Bloomberg News

Naira Climbs to Highest in 5 Weeks After Central Bank Sale

April 16, 2012

Nigeria’s naira strengthened to its highest in more than five weeks after the central bank sold dollars to lenders.

The currency of Africa’s biggest oil producer appreciated 0.1 percent to 157.36 per dollar as of 4:02 p.m. on the interbank market in Lagos, the commercial capital, its strongest since March 9, according to data compiled by Bloomberg.

The Central Bank of Nigeria sold $150 million at a foreign- currency auction today, with lenders buying the entire amount on sale, the Abuja-based bank said in an e-mailed statement. The marginal rate, which is also used as the prevailing exchange rate, strengthened 0.1 percent to 155.69 naira, it said. The central bank which sells foreign currency at auctions on Mondays and Wednesdays to stabilize the naira is the major supplier of foreign exchange, followed by oil companies.

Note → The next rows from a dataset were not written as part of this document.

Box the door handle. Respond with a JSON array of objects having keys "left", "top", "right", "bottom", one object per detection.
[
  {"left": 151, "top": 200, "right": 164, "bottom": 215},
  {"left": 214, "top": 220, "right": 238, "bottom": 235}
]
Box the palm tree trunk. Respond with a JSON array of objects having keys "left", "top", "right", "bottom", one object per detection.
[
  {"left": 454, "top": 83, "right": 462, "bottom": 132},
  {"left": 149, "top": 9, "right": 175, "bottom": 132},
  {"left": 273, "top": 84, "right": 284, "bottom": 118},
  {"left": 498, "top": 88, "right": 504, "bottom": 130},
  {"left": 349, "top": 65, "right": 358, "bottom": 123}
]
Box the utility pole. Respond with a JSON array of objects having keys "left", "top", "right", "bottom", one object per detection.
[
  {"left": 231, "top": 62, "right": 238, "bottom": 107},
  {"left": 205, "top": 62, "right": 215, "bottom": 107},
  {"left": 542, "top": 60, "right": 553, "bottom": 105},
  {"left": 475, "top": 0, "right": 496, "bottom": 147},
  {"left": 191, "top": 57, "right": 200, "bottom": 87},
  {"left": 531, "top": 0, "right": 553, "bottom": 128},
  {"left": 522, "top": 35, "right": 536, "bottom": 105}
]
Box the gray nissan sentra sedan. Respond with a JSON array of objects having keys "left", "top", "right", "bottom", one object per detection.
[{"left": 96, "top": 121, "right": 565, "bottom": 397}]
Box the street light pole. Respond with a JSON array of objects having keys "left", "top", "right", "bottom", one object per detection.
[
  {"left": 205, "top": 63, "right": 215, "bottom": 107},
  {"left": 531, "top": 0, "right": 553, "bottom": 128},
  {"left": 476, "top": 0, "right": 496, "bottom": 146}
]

“Dollar sales by the central bank augmented oil industry supply to support the naira,” Sewa Wusu, a currency analyst at lagos-based Sterling Capital Ltd., said by phone today.

The bank only held one auction for the dollar last week as April 9 was a public holiday.

Nigeria sold 183.7 billion naira ($1.2 billion) of Treasury bills on April 11 and 80 billion naira of bills at its open- market operations, the central bank said April 12.

“The naira remains well supported, owing to consistent dollar inflows coupled with regular offerings by major oil firms on the interbank market,” Celeste Fauconnier and Nema Ramkhelawan-Bhana, Africa strategists at Rand Merchant Bank in Johannesburg, wrote in a report today.

Nigeria’s foreign-exchange reserves rose 9.5 percent this year to $36.5 billion as of April 12, according to data compiled by the central bank.

Borrowing costs on domestic 2019 bonds declined 5 basis points, or 0.3 percent, to 15.24 percent, according to April 13 prices on the Financial Markets Dealers Association website. Yields on the West African nation’s $500 million of dollar bonds were unchanged at 5.509 percent in London.

Ghana’s cedi depreciated 0.3 percent to 1.8045 per dollar as of 4:01 p.m. in Accra, the lowest on record since at least June 1993.